By Josh Levs, CNN.
(CNN) — Charles Ramsey was eating some dinner Monday night at his home on Cleveland’s West Side when he heard screaming. Soon, he was knocking down a neighbor’s door, freeing three women and a girl who police say were held hostage for years.
Within hours the unassuming man, who works as a dishwasher at a local restaurant, was a national hero, a viral video star and the top topic on Twitter.
“I’m eating my McDonald’s, I come outside, and I see this girl going nuts, trying to get out of the house,” he told CNN affiliate WEWS in an interview watched around the world.
“I got on the porch, and she said, ‘Help me get out. I’ve been here a long time.’ I figured it was a domestic violence dispute. So I open the door. And we can’t get in that way ’cause of how the door is, it’s so much that a body can’t fit through; only your hand.”
Ramsey spoke to FOX 8 in Cleveland about the rescue.
He and a man named Angel Cordero broke down the door, WEWS reported.
“We kicked the bottom. And she comes out with a little girl and she says ‘Call 911. My name is Amanda Berry.'”
He immediately called 911 — and only then realized that Berry was the woman who had been missing for years. “I thought this girl was dead,” he said.
“She’s like, ‘This (expletive) kidnapped me and my daughter,'” he told the 911 operator.
After police arrived, Berry explained there were other women inside. When police came out with them, Ramsey said, “it was astonishing.”
Berry was last seen after finishing her shift at a Burger King in Cleveland in 2003 on the eve of her 17th birthday. The other two women are Georgina “Gina” DeJesus, who disappeared at age 14 in 2004, and Michelle Knight, who vanished in August 2002, at age 21, according to police.
‘I barbecue with this dude’
While Ramsey’s quick action in the largely rundown neighborhood made him a hero, his colorful descriptions helped make him dream fodder for the Twitterverse.
Explaining that he had no idea Ariel Castro, his neighbor, may have had other people inside his home, Ramsey said, “I’ve been here a year. You see where I’m coming from? I barbecue with this dude. We eat ribs and whatnot and listen to salsa music…

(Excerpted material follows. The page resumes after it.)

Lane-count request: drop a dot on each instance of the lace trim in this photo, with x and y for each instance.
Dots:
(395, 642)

“He just comes out to his backyard, plays with the dogs, tinkers with his cars and motorcycles, goes back in the house. So he’s somebody you look, then look away. He’s not doing anything but the average stuff. You see what I’m saying? There’s nothing exciting about him. Well, until today.”
Castro “got some big testicles to pull this off, bro,” Ramsey said. “Because we see this dude every day. I mean every day.”
He added, “I knew something was wrong when a little, pretty white girl ran into a black man’s arms. Something is wrong here. Dead giveaway.”
In one of the top tweets about Ramsey, comedian Patton Oswalt wrote, “Dear Charles Ramsey: I am not a little pretty white girl, but I totally want to run into your black arms. #hero.”
Hodge’s restaurant in Cleveland posted a message on Facebook saying, “we’re extremely proud of our employee Charles Ramsey for not turning his back on the young women. He’s a true Cleveland hero. Our thoughts and prayers will continue to be with the women, their families and their friends.”
Restaurant owner Chris Hodgson told Cleveland.com that the video shows just what kind of person Ramsey is. “What you see in the video is what you get with Chuck,” Hodgson said. “He’s calm in the face of crazy and hectic things going on. He always steps up to do anything you ask … He never says no. He always jumps on it.”
For it’s part, McDonald’s Corp., on its Twitter account Tuesday, said, “Way to go Charles Ramsey– we’ll be in touch.”
Breathless 911 call
Ramsey’s demeanor also comes across clearly in his 911 call, which he began with the fact that he was eating McDonald’s.
“Hey bro,” Ramsey tells the 911 operator. “Check this out. I just came from McDonald’s right? So I’m on my porch eating my little food, right? This broad is trying to break out the f—–g house next door to me, so there’s a bunch of people on the street right now and s–t. So we’re like, ‘What’s wrong, what’s the problem?’ She’s like, ‘This m——–r done kidnapped me and my daughter … She said her name is Linda Berry or some s–t. I don’t know who the f–k that is, I just moved over here, bro. You know what I mean?”
He then answers the 911 operator’s questions about the woman, what she looks like, and what she’s wearing.
Ramsey tells the operator an address which he says corresponds to Berry’s location, not Ramsey’s home address. “I’m smarter than that, bro. I’m telling you where the crime was, not my house,” he says.
“Are the people that she said did this, are they still in the house?” the 911 operator asks.
“I don’t have a f—–g clue, bro. Like I said, I just came from McDonald’s.”
The operator then asks him to check whether Berry needs an ambulance.
“She needs everything. She’s in a panic, bro. She’s been kidnapped, so, you know, put yourself in her shoes.”
“We’ll send the police out,” the operator responds.